The Red Sox are preparing a formal contract offer to Corbin Burnes, write Chris Cotillo and Sean McAdam of MassLive. The former Cy Young winner is the final clear top-of-the-rotation arm available in free agency.
Boston came up empty in their pursuit of Max Fried. While the Sox were one of Fried’s top suitors, they balked at the massive $218MM guarantee which the southpaw landed from their rivals. The Red Sox have also seen reported targets Blake Snell and Nathan Eovaldi head elsewhere. The supply is limiting if the Sox are going to follow through on chief baseball officer Craig Breslow’s stated goal of “raising the ceiling” in the rotation.
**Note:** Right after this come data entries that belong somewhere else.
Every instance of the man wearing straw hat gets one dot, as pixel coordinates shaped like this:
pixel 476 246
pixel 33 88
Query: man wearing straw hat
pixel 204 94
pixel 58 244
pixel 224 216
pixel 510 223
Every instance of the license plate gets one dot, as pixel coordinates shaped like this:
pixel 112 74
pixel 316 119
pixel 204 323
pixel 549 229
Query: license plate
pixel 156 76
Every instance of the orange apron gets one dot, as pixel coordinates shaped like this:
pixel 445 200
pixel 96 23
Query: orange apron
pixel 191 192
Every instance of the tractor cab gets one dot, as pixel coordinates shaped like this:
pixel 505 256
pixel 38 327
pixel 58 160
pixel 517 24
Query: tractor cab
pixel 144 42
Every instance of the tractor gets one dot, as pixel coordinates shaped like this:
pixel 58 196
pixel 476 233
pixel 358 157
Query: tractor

Burnes would obviously accomplish that. While the righty hasn’t missed as many bats over the past couple seasons as he did during his best years in Milwaukee, he’s still an ace. Burnes fired 194 1/3 innings of 2.92 ERA ball for the Orioles in his platform year. He added eight innings with one run allowed in his lone postseason start. If the Red Sox were to land Burnes, they’d have one of the stronger rotations in MLB. He’d top a staff also including Tanner Houck, Brayan Bello, Kutter Crawford and a hopefully healthy Lucas Giolito.
At the start of the offseason, MLBTR predicted Burnes would receive a seven-year, $200MM commitment. That’ll almost certainly be light. Burnes was above Fried on virtually every contract prediction (MLBTR’s included). This has been a very strong market for starting pitchers. There’s a chance Burnes could land eight or even nine years on a deal that checks in between $250MM and $300MM at this point.
The Giants and Blue Jays are also known to be involved on Burnes. Baltimore has expressed a desire to keep him around, but that seems to be a longer shot. As a player who rejected a qualifying offer, he’d cost the Sox their second-highest draft pick and $500K of pool space from their 2026 international signing class.
Burnes isn’t the only qualified free agent (nor the lone high-profile Boras Corporation client) whom the Sox are pursuing. Boston is reportedly in the mix for Alex Bregman. In a separate column, McAdam writes that the third baseman is something of a divisive player in the Fenway Park offices. According to McAdam, manager Alex Cora and team president Sam Kennedy are more keen on a Bregman pursuit than Breslow happens to be. Cora is personally familiar with Bregman from his time as bench coach in Houston.
Whether Breslow is lower on Bregman as a player or simply prefers to focus his attention on starting pitching, that’s a potential complicating factor for free agency’s top remaining position player. The Sox presumably aren’t going to come away with both Burnes and Bregman. They could keep Rafael Devers at third base or pursue a Nolan Arenado trade if Bregman heads elsewhere. If they’re looking for a top-of-the-rotation arm and come up empty on Burnes, they’d likely go to the trade market. Reports have cast them more on the periphery of the Garrett Crochet bidding. The Sox floated the possibility of swapping Triston Casas for one of Seattle’s starters, but the Mariners rebuffed that interest while expressing a desire to hold their young pitching.